| OptSig.BootWeight {OptSig} | R Documentation |
Weighted Optimal Significance Level for the F-test based on the bootstrap
Description
The function calculates the weighted optimal level of significance for the F-test
The weights are obtained from the bootstrap distribution of the non-centrality parameter estimates
Usage
OptSig.BootWeight(y,x,Rmat,rvec,p=0.5,k=1,nboot=3000,wild=FALSE,Figure=TRUE)
Arguments
y |
a matrix of dependent variable, T by 1 |
x |
a matrix of K independent variable, T by K |
Rmat |
a matrix for J restrictions, J by (K+1) |
rvec |
a vector for restrictions, J by 1 |
p |
prior probability for H0, default is p = 0.5 |
k |
relative loss from Type I and II errors, k = L2/L1, default is k = 1 |
nboot |
the number of bootstrap iterations, the default is 3000 |
wild |
if TRUE, wild bootsrap is conducted (default); if FALSE, bootstrap is based on iid resampling |
Figure |
show graph if TRUE . No graph if FALSE (default) |
Details
The bootstrap can be conducted using either iid resampling or wild bootstrap.
Value
alpha.opt |
Optimal level of significance |
crit.opt |
Critical value at the optimal level |
Note
Applicable to a linear regression model
Author(s)
Jae H. Kim
References
Kim and Choi, 2020, Choosing the Level of Significance: A Decision-theoretic Approach. Abacus, Wiley. <https://doi.org/10.1111/abac.12172>
See Also
Leamer, E. 1978, Specification Searches: Ad Hoc Inference with Nonexperimental Data, Wiley, New York.
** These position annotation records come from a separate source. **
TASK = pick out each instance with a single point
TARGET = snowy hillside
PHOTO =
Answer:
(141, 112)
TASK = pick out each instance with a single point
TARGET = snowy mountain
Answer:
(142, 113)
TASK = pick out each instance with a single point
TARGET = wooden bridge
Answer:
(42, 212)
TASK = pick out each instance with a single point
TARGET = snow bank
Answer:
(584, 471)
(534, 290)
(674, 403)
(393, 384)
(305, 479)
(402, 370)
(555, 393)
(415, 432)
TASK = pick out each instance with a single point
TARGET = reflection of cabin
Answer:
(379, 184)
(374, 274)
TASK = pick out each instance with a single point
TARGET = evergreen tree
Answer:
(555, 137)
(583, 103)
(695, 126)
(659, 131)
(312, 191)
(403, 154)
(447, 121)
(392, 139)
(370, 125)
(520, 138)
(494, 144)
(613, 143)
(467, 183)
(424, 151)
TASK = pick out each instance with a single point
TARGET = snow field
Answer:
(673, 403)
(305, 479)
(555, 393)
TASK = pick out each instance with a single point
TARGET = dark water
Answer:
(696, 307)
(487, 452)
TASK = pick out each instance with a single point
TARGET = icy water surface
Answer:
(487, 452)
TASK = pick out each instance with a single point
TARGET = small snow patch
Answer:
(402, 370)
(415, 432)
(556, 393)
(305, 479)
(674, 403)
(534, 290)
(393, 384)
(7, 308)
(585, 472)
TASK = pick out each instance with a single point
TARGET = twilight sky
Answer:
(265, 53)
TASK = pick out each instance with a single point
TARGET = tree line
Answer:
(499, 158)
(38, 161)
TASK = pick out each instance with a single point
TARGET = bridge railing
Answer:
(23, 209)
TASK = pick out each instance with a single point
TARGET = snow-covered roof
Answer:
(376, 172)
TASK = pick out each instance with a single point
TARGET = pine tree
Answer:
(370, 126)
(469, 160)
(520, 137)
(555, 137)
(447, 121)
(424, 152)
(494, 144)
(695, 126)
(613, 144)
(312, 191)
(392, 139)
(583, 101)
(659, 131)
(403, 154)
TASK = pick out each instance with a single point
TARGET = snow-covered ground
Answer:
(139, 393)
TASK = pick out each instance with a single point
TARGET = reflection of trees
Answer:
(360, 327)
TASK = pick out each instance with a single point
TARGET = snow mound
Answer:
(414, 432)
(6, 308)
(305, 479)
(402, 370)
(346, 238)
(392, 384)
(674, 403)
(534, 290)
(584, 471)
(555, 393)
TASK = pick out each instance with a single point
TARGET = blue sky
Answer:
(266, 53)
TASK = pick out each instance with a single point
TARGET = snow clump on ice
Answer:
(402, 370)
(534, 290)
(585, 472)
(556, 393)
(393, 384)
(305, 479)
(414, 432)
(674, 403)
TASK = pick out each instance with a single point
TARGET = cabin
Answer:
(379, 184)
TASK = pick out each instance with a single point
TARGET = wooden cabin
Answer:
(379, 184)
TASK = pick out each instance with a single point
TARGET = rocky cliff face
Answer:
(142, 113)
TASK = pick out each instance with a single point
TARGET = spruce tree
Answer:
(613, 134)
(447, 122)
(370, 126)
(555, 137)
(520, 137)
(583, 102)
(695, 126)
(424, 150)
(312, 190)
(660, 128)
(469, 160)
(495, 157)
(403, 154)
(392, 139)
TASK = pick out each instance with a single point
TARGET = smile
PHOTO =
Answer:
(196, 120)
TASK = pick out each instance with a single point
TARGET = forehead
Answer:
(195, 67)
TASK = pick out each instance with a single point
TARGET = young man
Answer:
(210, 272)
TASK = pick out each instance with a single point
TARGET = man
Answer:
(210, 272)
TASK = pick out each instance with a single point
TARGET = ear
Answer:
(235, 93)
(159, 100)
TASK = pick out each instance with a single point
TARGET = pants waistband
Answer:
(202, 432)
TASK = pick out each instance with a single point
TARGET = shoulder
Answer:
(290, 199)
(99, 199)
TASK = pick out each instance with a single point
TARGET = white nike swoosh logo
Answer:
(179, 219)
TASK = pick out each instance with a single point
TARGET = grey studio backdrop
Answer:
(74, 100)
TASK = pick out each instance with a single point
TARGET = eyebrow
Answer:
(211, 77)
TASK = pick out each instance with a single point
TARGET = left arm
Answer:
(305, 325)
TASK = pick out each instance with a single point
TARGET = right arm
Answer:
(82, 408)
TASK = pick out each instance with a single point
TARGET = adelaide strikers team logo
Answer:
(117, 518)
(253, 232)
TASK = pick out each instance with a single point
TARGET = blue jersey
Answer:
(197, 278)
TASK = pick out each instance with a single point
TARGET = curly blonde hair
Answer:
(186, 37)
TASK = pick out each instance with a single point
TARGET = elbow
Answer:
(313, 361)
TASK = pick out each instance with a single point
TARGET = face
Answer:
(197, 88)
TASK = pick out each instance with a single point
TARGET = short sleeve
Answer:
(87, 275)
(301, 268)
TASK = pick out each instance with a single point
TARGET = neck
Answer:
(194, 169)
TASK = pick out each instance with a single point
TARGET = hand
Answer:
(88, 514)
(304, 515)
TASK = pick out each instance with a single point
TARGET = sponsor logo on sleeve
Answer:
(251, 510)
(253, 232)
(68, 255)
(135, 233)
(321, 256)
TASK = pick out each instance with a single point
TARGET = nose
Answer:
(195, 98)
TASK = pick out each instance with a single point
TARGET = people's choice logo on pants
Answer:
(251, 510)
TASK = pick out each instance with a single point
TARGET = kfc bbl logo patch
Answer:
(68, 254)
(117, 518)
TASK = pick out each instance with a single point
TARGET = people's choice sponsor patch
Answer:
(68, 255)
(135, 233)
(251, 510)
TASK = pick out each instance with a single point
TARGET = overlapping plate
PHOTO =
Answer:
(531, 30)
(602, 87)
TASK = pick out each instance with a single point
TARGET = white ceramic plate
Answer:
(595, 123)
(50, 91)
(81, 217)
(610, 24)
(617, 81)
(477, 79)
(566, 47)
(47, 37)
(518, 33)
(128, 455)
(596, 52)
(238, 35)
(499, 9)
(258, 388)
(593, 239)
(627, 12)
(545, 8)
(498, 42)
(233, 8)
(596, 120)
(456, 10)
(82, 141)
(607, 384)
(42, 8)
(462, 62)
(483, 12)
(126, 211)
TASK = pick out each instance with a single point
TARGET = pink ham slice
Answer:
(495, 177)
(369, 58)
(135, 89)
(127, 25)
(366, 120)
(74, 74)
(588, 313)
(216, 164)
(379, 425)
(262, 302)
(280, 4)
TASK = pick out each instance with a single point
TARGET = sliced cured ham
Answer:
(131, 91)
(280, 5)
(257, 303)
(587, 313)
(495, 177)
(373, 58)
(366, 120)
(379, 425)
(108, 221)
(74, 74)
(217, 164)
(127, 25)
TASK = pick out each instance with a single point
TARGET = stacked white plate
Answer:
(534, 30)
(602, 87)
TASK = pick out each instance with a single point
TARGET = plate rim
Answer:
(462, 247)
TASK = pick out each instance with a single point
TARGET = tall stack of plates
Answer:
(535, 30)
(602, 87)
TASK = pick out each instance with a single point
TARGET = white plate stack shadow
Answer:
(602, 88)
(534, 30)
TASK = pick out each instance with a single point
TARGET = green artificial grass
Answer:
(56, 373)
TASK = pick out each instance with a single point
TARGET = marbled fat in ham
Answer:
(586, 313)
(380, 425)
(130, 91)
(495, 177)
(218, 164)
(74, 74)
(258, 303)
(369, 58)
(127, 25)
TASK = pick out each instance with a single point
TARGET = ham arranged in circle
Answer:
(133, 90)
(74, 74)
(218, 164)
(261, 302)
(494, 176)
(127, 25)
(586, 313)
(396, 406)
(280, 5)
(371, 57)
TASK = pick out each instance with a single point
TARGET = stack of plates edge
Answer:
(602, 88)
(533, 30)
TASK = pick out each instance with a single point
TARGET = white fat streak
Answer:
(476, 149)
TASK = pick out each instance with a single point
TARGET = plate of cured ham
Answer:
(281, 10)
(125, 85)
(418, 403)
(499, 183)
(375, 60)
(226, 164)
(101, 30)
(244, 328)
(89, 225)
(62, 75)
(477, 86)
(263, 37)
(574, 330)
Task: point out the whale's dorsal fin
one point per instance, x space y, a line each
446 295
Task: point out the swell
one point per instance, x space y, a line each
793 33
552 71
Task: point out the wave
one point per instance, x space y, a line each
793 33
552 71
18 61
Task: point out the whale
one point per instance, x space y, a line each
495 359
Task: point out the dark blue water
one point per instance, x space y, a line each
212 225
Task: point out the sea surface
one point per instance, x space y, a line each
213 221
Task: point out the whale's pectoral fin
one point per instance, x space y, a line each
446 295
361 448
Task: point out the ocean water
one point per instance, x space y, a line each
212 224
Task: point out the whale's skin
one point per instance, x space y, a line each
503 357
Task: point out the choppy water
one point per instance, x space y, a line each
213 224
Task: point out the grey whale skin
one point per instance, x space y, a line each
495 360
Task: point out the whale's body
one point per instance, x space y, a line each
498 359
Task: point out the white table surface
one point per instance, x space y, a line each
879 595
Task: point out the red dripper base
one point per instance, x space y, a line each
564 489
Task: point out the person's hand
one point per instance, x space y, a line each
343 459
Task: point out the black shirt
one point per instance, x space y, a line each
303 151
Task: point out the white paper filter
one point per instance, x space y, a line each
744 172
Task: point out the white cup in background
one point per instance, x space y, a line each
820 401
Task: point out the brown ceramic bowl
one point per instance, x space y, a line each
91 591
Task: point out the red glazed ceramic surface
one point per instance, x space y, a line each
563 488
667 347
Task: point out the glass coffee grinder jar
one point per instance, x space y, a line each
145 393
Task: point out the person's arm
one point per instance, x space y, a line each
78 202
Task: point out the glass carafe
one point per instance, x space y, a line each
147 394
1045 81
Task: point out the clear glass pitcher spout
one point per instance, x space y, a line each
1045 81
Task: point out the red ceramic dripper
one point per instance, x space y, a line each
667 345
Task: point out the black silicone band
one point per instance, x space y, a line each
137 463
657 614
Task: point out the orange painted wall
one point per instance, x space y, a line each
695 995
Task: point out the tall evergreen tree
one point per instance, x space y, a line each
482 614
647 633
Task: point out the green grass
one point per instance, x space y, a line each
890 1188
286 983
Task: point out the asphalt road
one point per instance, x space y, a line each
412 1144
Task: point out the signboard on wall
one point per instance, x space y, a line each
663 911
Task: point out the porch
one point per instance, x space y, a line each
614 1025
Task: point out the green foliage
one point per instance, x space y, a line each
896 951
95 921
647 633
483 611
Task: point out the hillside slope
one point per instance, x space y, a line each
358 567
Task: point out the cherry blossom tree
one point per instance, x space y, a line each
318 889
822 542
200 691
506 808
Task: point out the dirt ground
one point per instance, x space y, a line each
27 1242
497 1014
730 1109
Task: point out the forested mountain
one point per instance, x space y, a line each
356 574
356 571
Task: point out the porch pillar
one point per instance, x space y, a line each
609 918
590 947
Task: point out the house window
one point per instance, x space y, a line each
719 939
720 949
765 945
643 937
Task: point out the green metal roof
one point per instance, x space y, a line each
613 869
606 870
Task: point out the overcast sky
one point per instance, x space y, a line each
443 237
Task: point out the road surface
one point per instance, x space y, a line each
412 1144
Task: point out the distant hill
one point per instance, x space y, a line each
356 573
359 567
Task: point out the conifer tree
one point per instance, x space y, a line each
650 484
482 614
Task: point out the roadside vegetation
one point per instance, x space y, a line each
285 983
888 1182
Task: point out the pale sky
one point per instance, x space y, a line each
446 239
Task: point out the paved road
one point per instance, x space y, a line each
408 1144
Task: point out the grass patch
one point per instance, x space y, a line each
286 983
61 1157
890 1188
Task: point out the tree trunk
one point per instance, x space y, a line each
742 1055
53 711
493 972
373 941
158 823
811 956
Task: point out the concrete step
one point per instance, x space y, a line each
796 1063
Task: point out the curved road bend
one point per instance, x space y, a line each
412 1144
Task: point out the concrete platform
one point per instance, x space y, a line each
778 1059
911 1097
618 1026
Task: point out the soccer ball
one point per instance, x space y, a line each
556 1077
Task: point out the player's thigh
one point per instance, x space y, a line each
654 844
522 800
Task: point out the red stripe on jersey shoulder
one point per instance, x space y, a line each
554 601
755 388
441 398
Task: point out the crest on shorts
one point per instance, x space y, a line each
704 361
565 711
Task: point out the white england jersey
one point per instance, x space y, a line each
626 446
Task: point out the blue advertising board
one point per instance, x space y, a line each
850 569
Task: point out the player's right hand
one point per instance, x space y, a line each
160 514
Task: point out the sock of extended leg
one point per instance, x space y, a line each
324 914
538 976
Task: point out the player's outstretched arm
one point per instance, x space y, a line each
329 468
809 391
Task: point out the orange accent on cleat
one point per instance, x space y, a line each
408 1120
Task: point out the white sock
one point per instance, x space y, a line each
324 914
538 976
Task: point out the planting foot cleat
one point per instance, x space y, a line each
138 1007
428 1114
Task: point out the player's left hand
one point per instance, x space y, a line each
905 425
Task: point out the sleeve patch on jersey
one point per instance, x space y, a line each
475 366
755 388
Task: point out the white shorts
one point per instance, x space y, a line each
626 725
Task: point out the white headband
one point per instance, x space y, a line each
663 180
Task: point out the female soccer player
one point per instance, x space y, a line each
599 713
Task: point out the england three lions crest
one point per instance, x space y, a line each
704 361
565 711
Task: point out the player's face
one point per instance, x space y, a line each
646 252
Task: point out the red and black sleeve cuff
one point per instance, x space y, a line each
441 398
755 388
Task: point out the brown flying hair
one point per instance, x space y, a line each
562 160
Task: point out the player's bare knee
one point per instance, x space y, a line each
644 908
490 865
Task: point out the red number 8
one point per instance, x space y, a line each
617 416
Kim, JH and Ji, P. 2015, Significance Testing in Empirical Finance: A Critical Review and Assessment, Journal of Empirical Finance 34, 1-14. <DOI:http://dx.doi.org/10.1016/j.jempfin.2015.08.006>
Kim, Jae H., 2020, Decision-theoretic hypothesis testing: A primer with R package OptSig, The American Statistician. <https://doi.org/10.1080/00031305.2020.1750484.>
Examples
data(data1)
# Define Y and X
y=data1$lnoutput; x=cbind(data1$lncapital,data1$lnlabor)
# Restriction matrices to test for constant returns to scale
Rmat=matrix(c(0,1,1),nrow=1); rvec=matrix(0.94,nrow=1)
OptSig.Boot(y,x,Rmat,rvec,p=0.5,k=1,nboot=1000,Figure=TRUE)